Quote Check – the New Four-Letter Word in Financial Communications
Recently, there has been a stir in the ongoing debate over the ethics of a quote check policy, this time drummed up by a column from The New York Times’ David Carr. Almost immediately, the newspaper issued a memo to all reporters stating that quote approval is strictly against the outlet’s policy.
As financial public relations professionals, it is our job to ensure that clients are not misrepresented or misquoted in articles. Before every interview, we remind the spokespeople that the best policy is to simply not say anything they wouldn’t want to see in print – assume the interview is always on the record and know that you can’t take back your words. Treat a quote check not as a guarantee, but as a favor some reporters might impart when they’re feeling particularly generous.

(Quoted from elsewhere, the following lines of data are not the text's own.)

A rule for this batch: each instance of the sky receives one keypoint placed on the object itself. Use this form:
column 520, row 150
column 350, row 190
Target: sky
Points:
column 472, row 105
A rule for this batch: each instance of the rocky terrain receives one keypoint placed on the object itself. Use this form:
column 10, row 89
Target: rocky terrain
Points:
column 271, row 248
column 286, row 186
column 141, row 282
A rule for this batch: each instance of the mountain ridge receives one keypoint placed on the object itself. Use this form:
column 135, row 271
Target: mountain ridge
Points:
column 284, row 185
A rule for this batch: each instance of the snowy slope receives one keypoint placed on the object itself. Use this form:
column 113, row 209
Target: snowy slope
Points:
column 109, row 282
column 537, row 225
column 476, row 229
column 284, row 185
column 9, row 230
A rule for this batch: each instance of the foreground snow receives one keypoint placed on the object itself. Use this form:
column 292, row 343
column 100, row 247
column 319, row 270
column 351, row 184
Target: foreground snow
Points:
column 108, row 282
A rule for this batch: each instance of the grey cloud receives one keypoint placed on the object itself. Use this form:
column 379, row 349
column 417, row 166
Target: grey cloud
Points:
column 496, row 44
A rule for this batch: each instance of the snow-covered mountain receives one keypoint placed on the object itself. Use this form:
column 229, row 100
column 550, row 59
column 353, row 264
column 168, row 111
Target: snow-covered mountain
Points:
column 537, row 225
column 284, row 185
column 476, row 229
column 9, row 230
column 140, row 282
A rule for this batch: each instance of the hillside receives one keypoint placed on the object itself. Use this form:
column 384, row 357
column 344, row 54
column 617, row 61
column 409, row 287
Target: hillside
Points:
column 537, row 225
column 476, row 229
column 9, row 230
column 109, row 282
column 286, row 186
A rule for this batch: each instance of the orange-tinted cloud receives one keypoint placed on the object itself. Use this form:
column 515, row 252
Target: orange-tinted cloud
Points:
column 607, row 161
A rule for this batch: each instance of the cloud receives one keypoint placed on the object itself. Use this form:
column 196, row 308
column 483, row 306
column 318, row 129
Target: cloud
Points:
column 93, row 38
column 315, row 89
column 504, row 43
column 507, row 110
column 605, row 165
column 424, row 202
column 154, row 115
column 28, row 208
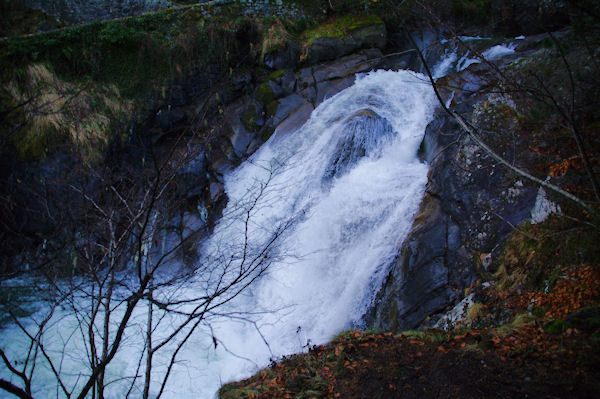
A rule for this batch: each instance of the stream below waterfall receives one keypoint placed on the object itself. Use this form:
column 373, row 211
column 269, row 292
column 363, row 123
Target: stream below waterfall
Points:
column 339, row 194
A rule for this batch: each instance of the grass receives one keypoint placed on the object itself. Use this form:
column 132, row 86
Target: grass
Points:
column 56, row 111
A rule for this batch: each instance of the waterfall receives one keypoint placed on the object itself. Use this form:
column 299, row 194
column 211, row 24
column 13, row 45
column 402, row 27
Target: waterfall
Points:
column 339, row 194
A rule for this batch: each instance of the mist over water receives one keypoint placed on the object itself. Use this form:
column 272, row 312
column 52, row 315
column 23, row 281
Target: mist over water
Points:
column 341, row 193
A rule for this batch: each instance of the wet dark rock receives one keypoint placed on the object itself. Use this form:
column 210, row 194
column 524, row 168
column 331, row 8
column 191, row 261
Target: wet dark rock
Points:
column 286, row 106
column 469, row 206
column 287, row 57
column 359, row 137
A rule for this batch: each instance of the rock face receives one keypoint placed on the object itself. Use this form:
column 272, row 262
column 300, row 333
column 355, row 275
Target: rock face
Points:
column 329, row 48
column 469, row 206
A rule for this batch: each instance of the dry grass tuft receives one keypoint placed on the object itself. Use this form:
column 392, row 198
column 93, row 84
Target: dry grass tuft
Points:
column 56, row 111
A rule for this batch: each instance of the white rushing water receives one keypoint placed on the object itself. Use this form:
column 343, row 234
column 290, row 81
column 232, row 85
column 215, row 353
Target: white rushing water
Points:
column 347, row 185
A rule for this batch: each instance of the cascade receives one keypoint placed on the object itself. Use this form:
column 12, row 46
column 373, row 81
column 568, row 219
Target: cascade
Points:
column 339, row 194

However, in the financial public relations industry – the quote check processes serves a higher purpose. It is not designed to change the original words or context of what a spokesperson said, but to ensure that the journalist can accurately convey the nuances of the very technical topic they are writing about, wading through the jargon to present to the reader the complete picture. Having spoken with some of our friendly reporter and editor contacts, the overwhelming consensus seemed to be anti-quote review, with the caveat that they would rather be accurate than sorry, so some sort of follow-up review or additional question is always best.
Even Carr in his column makes the concession that “journalism is a blunt technology. Reporters don’t generally record most interviews and can’t always type or write as quickly as a subject is speaking.” As a former trade reporter myself, I remember my first foray into the alphabet soup of the capital markets industry – OMS, EMS, MiFID, API, SaaS, the list goes on. Conducting a quote check or fact check in a situation where a difference of one letter could take the story in a whole new direction should not only be encouraged, but mandated by the journalist’s own desire to produce the most accurate story possible.
While quote approval might be a four-letter word for some in the public relations and media industries, there needs to be a way to ensure that the same high standards that prevent journalists from sharing quotes post-interview are then applied to making sure the quote is actually as accurate as possible, and that all the facts of the final story are correct.